Well, sure. But parts of it serve as aids to mental visualization of how observations in an expanding universe will nessecarily differ from those in a "flat", non-expanding one.

Take for instance the presumption(?) that all the matter expanded at the same rate from the moment of the BB (i.e., all matter was on the surface of the balloon).

That's not an assumption, that's a given. I'm sorry if I wasn't clear enough (and perhaps there's some confusion caused by cross-over concepts with the earlier "raisin loaf" example, is not directly comparable).

A curved 2D universe would be like the surface (and *only* the surface) of the balloon. Any points inside or outside the surface of the balloon itself wouldn't even be *in* the universe as anything observable by inhabitants of that 2D universe. They and all the contents of their universe would exist and interact *only* within the curved surface of the balloon.

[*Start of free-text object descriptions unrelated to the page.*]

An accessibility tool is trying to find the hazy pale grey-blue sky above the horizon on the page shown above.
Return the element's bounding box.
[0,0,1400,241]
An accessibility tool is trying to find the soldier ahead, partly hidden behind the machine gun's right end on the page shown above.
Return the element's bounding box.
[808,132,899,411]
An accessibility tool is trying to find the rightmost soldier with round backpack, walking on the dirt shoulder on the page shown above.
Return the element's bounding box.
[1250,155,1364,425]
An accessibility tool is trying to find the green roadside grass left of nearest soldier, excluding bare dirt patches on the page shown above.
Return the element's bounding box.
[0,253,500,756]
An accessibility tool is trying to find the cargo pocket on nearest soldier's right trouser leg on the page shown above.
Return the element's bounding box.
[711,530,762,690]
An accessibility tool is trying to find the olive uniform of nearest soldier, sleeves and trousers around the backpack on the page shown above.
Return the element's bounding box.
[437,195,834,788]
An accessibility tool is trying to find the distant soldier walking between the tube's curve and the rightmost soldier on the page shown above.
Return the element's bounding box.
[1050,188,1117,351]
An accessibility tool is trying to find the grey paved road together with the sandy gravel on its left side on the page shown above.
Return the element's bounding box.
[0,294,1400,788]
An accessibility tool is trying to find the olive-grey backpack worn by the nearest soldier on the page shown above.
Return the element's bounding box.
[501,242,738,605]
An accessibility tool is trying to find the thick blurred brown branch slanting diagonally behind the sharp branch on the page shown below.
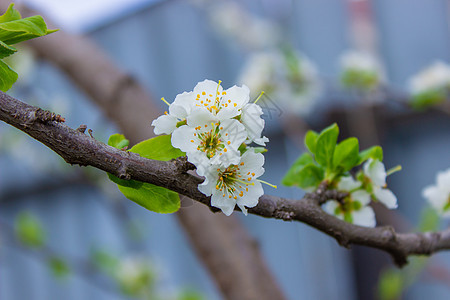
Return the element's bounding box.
[0,0,285,300]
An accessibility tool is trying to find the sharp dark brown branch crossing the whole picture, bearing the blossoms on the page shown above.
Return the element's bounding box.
[0,93,450,266]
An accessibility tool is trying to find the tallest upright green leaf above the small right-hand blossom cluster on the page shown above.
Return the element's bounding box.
[315,123,339,170]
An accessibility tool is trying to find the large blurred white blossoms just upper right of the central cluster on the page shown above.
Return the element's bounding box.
[238,51,321,115]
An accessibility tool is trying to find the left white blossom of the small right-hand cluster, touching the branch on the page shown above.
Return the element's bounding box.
[322,176,376,227]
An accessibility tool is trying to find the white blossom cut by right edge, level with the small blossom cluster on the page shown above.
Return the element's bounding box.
[422,169,450,217]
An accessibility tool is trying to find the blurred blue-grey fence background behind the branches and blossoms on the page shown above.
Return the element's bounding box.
[0,0,450,300]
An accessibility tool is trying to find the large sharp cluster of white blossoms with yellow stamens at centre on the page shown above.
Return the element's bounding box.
[152,80,269,215]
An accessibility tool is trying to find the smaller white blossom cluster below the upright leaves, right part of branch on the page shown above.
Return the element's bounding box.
[322,159,397,227]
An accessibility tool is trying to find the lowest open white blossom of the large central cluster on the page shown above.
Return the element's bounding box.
[198,149,264,216]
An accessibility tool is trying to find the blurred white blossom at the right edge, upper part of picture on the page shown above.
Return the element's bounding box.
[409,61,450,95]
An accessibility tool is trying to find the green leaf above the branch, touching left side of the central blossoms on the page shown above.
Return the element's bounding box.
[130,135,185,161]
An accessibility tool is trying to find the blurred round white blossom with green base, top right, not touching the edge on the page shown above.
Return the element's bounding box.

Similarly, although our 3D universe has curvature, it's through a direction/dimension that is beyond the constraints of our own 3D existence. All objects and all expansion takes place entirely within our 3D realm. In the balloon analogy, all objects are on the surface of the balloon, any moving object (including photons) travels along/around the surface of the balloon, and can not "shortcut" through the air-filled area in the middle. If they could, they would be seen vanishing from the "ballooniverse" and then suddenly reappearing elsewhere after an inferred "faster than light" travel through a wormhole (since light itself in the "ballooniverse" is constrained to traveling along the curving surface of the balloon.

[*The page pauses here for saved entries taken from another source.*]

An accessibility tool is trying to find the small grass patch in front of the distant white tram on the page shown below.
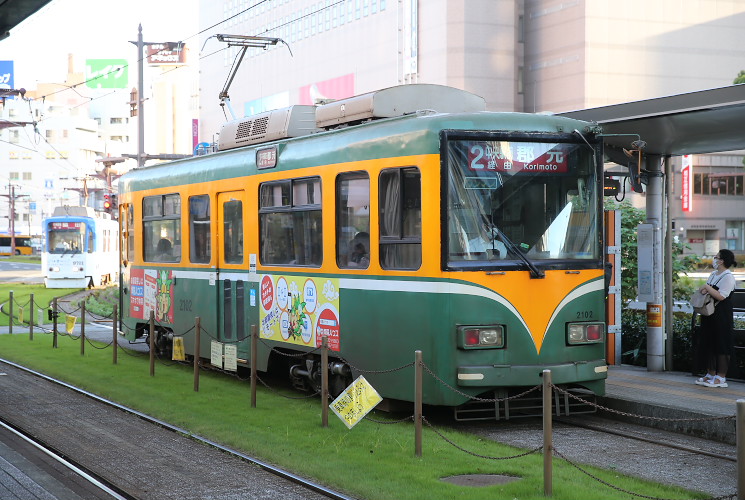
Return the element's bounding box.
[0,283,82,326]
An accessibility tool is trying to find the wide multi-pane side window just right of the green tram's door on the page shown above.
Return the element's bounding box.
[259,177,323,267]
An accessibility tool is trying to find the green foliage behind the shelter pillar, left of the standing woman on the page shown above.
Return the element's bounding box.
[606,201,698,303]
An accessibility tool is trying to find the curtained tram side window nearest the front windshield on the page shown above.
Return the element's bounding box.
[379,167,422,270]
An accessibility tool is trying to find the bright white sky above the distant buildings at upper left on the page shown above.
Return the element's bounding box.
[0,0,201,89]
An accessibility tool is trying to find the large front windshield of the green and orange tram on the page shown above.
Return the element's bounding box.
[445,140,601,266]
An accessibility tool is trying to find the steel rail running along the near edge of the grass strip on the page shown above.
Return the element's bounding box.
[0,358,353,500]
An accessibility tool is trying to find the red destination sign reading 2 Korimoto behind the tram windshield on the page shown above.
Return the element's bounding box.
[468,142,569,174]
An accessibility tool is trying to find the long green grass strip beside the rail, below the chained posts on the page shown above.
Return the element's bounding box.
[0,335,708,500]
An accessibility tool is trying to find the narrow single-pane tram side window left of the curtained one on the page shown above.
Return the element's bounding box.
[336,172,370,269]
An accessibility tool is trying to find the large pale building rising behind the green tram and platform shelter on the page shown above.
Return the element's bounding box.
[199,0,745,253]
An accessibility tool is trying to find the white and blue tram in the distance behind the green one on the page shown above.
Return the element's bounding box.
[41,207,119,288]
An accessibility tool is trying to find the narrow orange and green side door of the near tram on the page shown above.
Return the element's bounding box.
[216,191,251,358]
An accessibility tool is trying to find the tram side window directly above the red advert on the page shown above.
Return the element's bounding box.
[142,194,181,262]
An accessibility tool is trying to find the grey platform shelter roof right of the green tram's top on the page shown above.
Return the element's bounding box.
[557,84,745,156]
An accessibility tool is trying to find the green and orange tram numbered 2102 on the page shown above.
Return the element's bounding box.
[119,84,607,418]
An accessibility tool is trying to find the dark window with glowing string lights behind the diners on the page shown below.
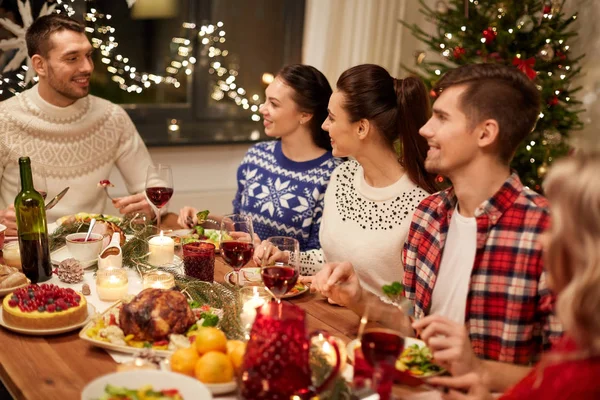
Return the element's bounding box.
[0,0,305,146]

To use your balloon analogy, I would expect the balloon to have and infinite number of concentric inner layers, all having some amount of the matter on each of those balloon surfaces.

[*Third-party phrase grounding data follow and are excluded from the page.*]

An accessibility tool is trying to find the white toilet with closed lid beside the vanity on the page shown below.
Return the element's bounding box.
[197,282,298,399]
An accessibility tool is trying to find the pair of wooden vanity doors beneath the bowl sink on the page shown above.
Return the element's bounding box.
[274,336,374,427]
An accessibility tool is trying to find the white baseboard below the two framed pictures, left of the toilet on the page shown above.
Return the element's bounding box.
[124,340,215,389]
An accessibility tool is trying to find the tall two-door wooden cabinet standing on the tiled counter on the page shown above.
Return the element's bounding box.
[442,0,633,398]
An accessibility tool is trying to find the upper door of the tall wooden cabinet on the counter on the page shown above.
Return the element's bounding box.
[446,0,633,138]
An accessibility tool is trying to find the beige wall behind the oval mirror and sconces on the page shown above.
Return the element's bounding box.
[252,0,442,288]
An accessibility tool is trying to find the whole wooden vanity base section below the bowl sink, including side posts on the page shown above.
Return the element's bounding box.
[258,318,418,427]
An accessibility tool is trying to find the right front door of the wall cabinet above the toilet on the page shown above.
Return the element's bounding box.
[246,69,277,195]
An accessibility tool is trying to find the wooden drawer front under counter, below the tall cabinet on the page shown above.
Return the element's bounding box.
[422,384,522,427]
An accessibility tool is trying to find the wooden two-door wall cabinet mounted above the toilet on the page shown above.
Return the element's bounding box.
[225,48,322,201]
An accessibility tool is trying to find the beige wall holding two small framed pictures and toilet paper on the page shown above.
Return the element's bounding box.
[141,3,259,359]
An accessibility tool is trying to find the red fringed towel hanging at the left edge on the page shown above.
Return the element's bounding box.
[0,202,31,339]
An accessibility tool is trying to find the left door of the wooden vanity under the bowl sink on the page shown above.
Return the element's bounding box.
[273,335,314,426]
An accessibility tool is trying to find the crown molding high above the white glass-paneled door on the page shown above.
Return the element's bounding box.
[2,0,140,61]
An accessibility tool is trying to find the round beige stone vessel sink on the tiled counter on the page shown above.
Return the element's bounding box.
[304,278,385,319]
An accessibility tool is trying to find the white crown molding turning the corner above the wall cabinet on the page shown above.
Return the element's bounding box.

This is not the "raisin bread" example. As the balloon expands, all points and objects on its surface expand outward with that surface. None are "left behind" inside the balloon, and none were inside the balloon to start with even when the balloon was not so much inflated.

For that matter, the same issues apply to a flat rubber sheet that is being stretched outward in all directions, which helps avoid the distraction of the "inside" of the balloon, but a balloon being blown up is more familiar and easier to visualize.